If bars owners don’t install cameras, they risk losing their licenses under the controversial proposal.
Geske, who served on the Wisconsin Supreme Court from 1993 to 1998, said a suing party would have the best chance at winning a lawsuit if they argue the proposed requirement is an undue burden and allows for property to be taken without due process.
Pete Madland, executive director of the Tavern League of Wisconsin, told Wisconsin Reporter last week he anticipates his agency will challenge the city’s decision if the ordinance is approved.
Jeff Scott Olson, a prominent Madison lawyer who specializes in civil rights and constitutional litigation, said he’d try to prove the proposed law violates the Fourth Amendment if a case was brought forward.

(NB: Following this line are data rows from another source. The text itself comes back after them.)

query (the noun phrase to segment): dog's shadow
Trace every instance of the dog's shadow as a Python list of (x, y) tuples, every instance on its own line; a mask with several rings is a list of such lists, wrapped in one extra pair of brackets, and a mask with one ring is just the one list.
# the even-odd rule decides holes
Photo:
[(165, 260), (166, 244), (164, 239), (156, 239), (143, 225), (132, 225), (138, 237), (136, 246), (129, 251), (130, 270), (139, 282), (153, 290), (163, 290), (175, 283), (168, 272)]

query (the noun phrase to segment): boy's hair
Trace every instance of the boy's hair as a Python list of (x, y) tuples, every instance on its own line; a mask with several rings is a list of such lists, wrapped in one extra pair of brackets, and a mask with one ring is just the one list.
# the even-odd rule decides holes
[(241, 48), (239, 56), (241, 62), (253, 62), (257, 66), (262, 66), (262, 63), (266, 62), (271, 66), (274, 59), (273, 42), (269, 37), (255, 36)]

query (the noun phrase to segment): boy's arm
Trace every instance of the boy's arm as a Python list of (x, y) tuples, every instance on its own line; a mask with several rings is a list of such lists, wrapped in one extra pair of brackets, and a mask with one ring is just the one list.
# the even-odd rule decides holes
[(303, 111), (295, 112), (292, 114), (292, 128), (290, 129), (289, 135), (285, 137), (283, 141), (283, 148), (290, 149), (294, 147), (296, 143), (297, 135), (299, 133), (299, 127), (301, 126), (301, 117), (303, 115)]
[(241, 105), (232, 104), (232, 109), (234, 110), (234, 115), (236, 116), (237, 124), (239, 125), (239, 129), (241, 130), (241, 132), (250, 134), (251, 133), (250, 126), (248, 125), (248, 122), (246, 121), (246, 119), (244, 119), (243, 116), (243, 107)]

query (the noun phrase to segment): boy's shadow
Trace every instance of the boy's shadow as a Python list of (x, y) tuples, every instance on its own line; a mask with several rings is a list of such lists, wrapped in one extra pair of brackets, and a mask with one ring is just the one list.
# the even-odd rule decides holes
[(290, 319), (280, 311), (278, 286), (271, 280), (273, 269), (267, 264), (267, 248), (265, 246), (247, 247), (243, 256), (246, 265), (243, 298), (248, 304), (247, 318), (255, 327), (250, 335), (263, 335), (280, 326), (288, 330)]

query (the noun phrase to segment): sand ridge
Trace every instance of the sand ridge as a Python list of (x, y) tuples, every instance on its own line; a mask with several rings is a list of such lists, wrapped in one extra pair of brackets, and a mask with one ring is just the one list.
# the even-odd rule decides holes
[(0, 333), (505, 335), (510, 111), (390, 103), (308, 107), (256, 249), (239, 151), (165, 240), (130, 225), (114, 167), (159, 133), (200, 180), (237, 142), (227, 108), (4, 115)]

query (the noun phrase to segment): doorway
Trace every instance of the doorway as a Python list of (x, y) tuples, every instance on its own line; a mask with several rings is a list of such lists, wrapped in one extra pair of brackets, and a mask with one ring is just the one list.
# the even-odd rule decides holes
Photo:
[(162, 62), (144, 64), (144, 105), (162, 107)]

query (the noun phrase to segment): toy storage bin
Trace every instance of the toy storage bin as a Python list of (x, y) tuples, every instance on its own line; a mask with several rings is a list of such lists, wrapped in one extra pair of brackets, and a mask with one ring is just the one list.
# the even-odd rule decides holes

Olson said he doesn’t believe the Chippewa Falls Police Department would be justified in stationing an officer at every tavern in the city, which essentially would happen with law enforcement having full access to recordings. The proposal required recordings be kept by bars for 21 days.

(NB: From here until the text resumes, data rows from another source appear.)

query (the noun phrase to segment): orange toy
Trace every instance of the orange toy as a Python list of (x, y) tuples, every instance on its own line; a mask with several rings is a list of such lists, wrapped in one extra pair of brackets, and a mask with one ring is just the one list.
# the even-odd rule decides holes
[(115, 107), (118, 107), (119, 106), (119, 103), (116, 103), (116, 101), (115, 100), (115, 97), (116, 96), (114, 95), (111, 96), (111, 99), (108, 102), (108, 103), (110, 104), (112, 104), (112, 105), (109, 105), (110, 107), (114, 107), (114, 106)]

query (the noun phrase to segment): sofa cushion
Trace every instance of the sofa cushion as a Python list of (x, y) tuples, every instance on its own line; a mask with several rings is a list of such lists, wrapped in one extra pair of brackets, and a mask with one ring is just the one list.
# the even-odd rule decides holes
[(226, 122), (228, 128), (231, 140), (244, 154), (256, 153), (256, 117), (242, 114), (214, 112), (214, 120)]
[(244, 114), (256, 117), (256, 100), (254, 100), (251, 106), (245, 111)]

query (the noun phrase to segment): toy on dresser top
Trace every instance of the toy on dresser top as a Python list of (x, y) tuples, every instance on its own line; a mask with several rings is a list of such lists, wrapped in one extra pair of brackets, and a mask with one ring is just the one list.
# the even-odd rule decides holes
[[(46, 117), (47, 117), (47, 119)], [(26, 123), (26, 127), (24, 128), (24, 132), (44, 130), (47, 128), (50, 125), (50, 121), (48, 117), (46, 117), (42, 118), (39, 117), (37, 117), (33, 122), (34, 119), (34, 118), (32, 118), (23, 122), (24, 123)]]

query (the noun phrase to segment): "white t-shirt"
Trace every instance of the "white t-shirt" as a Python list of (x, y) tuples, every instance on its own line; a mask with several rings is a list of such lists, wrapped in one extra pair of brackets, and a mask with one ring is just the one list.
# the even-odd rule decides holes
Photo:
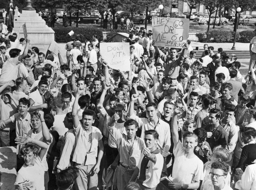
[(15, 184), (29, 180), (37, 190), (44, 190), (44, 171), (42, 166), (42, 161), (37, 156), (35, 158), (34, 166), (27, 167), (23, 165), (17, 173)]
[(78, 49), (72, 49), (70, 50), (70, 55), (72, 56), (71, 60), (72, 65), (75, 65), (78, 63), (76, 58), (78, 56), (81, 54), (81, 52)]
[(62, 140), (64, 137), (66, 132), (68, 130), (68, 128), (66, 128), (64, 125), (64, 119), (66, 117), (66, 114), (63, 115), (56, 115), (54, 116), (54, 122), (52, 128), (53, 131), (56, 131), (59, 134), (59, 139)]
[(193, 158), (186, 158), (185, 148), (180, 141), (173, 153), (175, 158), (172, 175), (174, 183), (189, 184), (203, 180), (203, 163), (197, 156), (195, 155)]
[[(154, 188), (156, 187), (160, 181), (161, 173), (164, 165), (164, 157), (160, 153), (155, 154), (156, 161), (155, 164), (153, 162), (149, 161), (147, 165), (146, 169), (146, 180), (143, 182), (143, 185), (149, 188)], [(140, 171), (140, 166), (142, 161), (145, 156), (142, 152), (140, 155), (140, 158), (139, 161), (138, 168)], [(139, 176), (140, 174), (139, 174)]]
[(252, 38), (251, 40), (251, 44), (252, 44), (251, 50), (252, 52), (256, 53), (256, 37)]

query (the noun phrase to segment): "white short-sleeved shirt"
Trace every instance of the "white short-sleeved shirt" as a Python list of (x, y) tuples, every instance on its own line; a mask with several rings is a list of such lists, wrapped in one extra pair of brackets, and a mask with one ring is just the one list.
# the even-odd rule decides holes
[[(156, 187), (160, 181), (160, 178), (164, 165), (164, 157), (160, 153), (155, 154), (156, 161), (155, 164), (149, 161), (147, 165), (146, 169), (146, 180), (143, 182), (142, 184), (149, 188)], [(140, 166), (142, 161), (145, 156), (142, 152), (138, 165), (138, 168), (140, 171)], [(140, 174), (139, 174), (139, 176)]]
[[(6, 54), (5, 55), (6, 55)], [(17, 78), (19, 67), (18, 63), (18, 57), (10, 58), (4, 62), (0, 76), (0, 85), (3, 85), (9, 80), (15, 80)]]
[(174, 183), (189, 184), (203, 180), (203, 163), (197, 156), (186, 157), (185, 148), (180, 141), (173, 152), (175, 158), (172, 175)]
[(29, 180), (37, 190), (44, 190), (44, 171), (42, 165), (42, 161), (37, 156), (35, 158), (34, 166), (27, 167), (23, 165), (18, 171), (15, 184)]
[(33, 106), (38, 106), (43, 104), (44, 102), (43, 96), (41, 95), (38, 89), (31, 93), (28, 96), (28, 99), (32, 99), (34, 102)]
[(252, 38), (250, 43), (252, 45), (251, 50), (254, 53), (256, 53), (256, 37), (254, 37)]

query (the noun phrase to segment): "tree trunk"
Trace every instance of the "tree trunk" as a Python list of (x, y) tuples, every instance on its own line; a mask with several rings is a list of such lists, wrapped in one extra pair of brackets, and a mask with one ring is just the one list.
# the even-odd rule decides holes
[(190, 17), (191, 16), (191, 13), (192, 12), (192, 5), (190, 6), (190, 16), (188, 17), (188, 19), (189, 19), (190, 20)]
[(147, 24), (148, 24), (148, 7), (146, 7), (146, 19), (145, 20), (145, 29), (146, 30)]
[(215, 28), (215, 23), (216, 22), (216, 19), (217, 18), (217, 13), (218, 12), (218, 8), (217, 8), (217, 10), (216, 10), (216, 12), (215, 13), (215, 16), (214, 17), (214, 22), (213, 22), (213, 28)]
[(208, 27), (207, 27), (207, 32), (208, 32), (210, 30), (210, 17), (212, 13), (210, 12), (209, 14), (209, 19), (208, 20)]
[(79, 13), (79, 10), (78, 10), (77, 12), (76, 12), (76, 27), (78, 27), (78, 14)]
[(72, 25), (72, 23), (71, 23), (71, 9), (69, 8), (69, 26), (71, 26)]
[(235, 13), (235, 23), (234, 23), (234, 30), (233, 30), (234, 32), (235, 32), (236, 30), (236, 28), (237, 28), (236, 24), (237, 24), (238, 20), (238, 12), (236, 12), (236, 12)]
[(219, 24), (218, 24), (218, 26), (220, 26), (221, 24), (221, 23), (220, 23), (220, 19), (221, 18), (221, 10), (222, 10), (222, 7), (221, 6), (220, 6), (220, 12), (219, 13), (219, 17), (220, 19), (219, 21)]

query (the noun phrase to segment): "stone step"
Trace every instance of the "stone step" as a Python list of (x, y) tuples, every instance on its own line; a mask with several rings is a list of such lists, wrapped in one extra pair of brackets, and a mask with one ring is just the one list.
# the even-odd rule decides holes
[[(19, 28), (22, 27), (24, 24), (25, 22), (23, 21), (15, 21), (14, 22), (14, 27)], [(43, 20), (38, 21), (27, 21), (26, 22), (26, 26), (27, 28), (45, 28), (46, 22)]]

“I kind of doubt that would pass muster under the Constitution,” Olson said.
But Chippewa Falls Police Chief Wendy Stelter insists that releasing tapes to police right away would ensure the footage is not altered and that law enforcement would be able to solve crimes more effectively and efficiently.
“The concern there is, what happens to that video footage while we’re waiting for that subpoena?” Stelter asked.
Stelter also said grocery and liquor stores in Chippewa Falls must follow similar regulations and police are not constantly at those establishments pulling recordings. Authorities would seek footage only if there is an active investigation, according to Stelter.
But Olson contends the language in the ordinance gives the Police Department too much power.
“It will be abused at some point,” Olson said. “It’s just a question of when and how.”
Olson also said he is worried that patrons fearing they’re always on camera could drive business out of town.
“If you’re on the borderline and you can go to Joe’s bar in the city limits or Timmy’s bar outside the city limits, you’re going to pick Timmy’s bar because it’s a little more relaxing for lots of reasons, one of them being you don’t have to worry about being constantly on video tape,” Olson said.
The ordinance calls for bars to have high-definition cameras monitoring in all sections open to the public, including entrances, exits and cash registers. The recordings must produce clear images that can identify suspects in an investigation.
Stelter said the Police Department got the idea for the ordinance when a sergeant suggested crimes originating in bars could be solved faster if the taverns had working surveillance systems.
The proposed law is being considered by the city’s two-member Public Safety Committee, but a decision is not expected this month because Stelter still has to meet with local members of the tavern league.
Committee Chairman Mike Hanke told Wisconsin Reporter last week he probably would not approve the ordinance as it is written.
“The Constitution is there for a reason,” said Hanke, who served 22 years in the military. “I swore to uphold it and I never swore to stop.”
Bill Hicks, the other member of the safety panel, did not return numerous calls from Wisconsin Reporter seeking comment.
If the committee won’t commit to the measure as written, Stelter said she is willing to consider changes, like scaling back the areas that need to be under surveillance and only targeting problem bars.
“We want to go about this very carefully, and we want to make sure that people are as comfortable with it as they can be,” Stelter said. “We want to work with the taverns, not against them.”